I’m having trouble figuring out what an unoccupied ecological niche is. I know what an ecological niche is, but what does it mean if it’s unoccupied?
Posted on February 14, 2012.
I’m having trouble figuring out what an unoccupied ecological niche is. I know what an ecological niche is, but what does it mean if it’s unoccupied?
Unoccupied mean unoccupied. It can mean never before occupied, available, or vacated (by extinction). When the atmosphere had enough ozone for land plants, there was an unoccupied niche. The plants created an unoccupied niche for terrestrial herbivores. The herbivores created a niche for predators.
The process repeats itself when a new volcanic island forms. Some seeds arrive on the waves. Birds (possibly with some seed in their digestive tracts) and insects find their way there, by storm or by chance. Animals arrive on rafts of debris. Each finds a way to survive, adapting to exploit resources (adaptive radiation).
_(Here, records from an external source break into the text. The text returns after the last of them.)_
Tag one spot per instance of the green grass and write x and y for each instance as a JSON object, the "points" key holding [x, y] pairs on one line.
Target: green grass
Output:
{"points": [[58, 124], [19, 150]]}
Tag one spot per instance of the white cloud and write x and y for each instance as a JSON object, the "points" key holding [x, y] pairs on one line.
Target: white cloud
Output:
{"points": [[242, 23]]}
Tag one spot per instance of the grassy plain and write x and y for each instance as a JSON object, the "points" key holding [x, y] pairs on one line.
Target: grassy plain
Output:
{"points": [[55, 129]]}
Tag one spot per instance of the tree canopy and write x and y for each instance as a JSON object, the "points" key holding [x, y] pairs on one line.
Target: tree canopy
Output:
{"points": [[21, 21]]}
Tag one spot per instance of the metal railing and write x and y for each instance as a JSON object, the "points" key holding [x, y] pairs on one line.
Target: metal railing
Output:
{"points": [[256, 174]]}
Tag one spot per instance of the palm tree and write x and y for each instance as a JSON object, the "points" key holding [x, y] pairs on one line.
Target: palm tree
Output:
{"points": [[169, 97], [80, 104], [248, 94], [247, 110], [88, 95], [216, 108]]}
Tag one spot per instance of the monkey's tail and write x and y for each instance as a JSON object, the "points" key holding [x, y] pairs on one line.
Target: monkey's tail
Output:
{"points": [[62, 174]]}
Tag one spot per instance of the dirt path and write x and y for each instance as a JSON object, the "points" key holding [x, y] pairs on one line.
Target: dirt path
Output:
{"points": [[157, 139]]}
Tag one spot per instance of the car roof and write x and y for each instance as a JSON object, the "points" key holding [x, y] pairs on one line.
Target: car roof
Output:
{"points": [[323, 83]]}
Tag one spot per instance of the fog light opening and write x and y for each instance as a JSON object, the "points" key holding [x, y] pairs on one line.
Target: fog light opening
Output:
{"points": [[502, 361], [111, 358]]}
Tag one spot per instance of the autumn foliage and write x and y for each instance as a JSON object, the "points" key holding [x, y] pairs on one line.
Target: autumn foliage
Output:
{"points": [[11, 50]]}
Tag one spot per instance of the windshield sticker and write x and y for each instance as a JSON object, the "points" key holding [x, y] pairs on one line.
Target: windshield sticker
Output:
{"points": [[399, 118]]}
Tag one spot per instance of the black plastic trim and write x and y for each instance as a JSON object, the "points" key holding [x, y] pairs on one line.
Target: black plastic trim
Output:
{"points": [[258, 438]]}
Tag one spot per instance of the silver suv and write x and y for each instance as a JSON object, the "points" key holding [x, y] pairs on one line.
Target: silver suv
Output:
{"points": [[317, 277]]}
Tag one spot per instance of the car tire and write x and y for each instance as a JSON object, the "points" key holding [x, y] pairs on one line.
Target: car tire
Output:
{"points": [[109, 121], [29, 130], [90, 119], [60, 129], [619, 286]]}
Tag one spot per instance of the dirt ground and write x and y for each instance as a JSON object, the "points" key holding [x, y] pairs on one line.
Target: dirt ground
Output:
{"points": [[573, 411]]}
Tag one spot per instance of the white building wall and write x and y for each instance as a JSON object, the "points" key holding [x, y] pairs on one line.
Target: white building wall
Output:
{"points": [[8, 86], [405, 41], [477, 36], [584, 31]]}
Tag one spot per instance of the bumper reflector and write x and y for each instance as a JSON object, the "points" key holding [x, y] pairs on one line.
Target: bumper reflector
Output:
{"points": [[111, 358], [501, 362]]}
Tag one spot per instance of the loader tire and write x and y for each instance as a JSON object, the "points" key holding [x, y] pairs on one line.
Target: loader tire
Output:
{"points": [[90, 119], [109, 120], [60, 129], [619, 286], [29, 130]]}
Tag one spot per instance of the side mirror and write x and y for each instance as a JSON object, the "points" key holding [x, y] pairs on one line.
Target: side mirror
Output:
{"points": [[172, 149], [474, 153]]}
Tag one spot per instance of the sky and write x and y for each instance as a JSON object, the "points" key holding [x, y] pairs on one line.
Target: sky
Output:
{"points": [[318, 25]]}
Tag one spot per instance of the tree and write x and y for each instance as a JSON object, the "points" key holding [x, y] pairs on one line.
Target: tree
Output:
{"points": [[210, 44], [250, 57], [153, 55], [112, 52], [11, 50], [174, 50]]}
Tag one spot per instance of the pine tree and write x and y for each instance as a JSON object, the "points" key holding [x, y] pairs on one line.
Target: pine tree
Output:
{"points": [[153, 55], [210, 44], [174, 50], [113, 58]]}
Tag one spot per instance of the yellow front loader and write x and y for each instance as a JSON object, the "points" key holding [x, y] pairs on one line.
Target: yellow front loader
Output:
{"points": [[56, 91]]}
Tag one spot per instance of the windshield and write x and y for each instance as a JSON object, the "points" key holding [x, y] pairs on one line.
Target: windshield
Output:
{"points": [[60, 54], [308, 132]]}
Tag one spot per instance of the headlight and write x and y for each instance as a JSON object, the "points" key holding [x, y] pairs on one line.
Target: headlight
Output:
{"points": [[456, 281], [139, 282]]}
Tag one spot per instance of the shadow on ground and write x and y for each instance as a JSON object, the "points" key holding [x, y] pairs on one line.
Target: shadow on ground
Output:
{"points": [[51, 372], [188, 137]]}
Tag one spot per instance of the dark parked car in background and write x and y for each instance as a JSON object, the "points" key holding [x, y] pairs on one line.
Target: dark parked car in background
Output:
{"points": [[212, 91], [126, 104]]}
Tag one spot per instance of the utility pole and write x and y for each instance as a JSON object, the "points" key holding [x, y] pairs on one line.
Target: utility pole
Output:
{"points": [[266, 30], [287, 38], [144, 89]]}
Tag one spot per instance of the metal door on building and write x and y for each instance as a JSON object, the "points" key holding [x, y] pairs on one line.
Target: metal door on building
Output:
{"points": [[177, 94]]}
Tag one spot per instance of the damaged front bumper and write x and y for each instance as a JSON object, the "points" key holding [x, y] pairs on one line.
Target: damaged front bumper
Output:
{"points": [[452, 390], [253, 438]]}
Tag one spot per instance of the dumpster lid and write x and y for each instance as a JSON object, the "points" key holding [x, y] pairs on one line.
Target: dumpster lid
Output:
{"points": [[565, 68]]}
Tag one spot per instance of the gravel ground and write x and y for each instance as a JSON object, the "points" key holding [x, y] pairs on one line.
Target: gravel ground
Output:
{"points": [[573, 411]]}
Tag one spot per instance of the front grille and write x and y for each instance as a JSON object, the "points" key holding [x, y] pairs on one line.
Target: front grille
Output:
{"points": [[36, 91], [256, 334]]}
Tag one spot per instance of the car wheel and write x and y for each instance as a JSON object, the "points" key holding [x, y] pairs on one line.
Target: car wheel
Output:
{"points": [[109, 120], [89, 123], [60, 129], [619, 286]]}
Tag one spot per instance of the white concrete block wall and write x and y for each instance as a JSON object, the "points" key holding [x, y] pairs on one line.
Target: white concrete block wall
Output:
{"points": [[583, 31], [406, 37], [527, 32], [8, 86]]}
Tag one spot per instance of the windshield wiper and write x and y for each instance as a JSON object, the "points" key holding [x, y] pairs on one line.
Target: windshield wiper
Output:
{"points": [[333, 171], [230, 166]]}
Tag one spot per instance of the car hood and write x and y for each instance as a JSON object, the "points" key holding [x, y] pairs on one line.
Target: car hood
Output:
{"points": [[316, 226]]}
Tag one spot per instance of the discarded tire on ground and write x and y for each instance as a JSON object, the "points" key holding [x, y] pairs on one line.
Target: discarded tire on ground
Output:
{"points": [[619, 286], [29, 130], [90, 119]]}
The extreme is mass extinction events, when the survivors find new ways to live during the recovery.
If a niche is unoccupied it means that no current organism is fulfilling this potential role. Niches can be created through novel adaptations, but niches can also become vacant by something like extinction events. The classic example is the KT extinction event that killed the dinosaurs and caused the mammalian boom- mammal clades rapidly diversified after this event (although some scientists argue against this).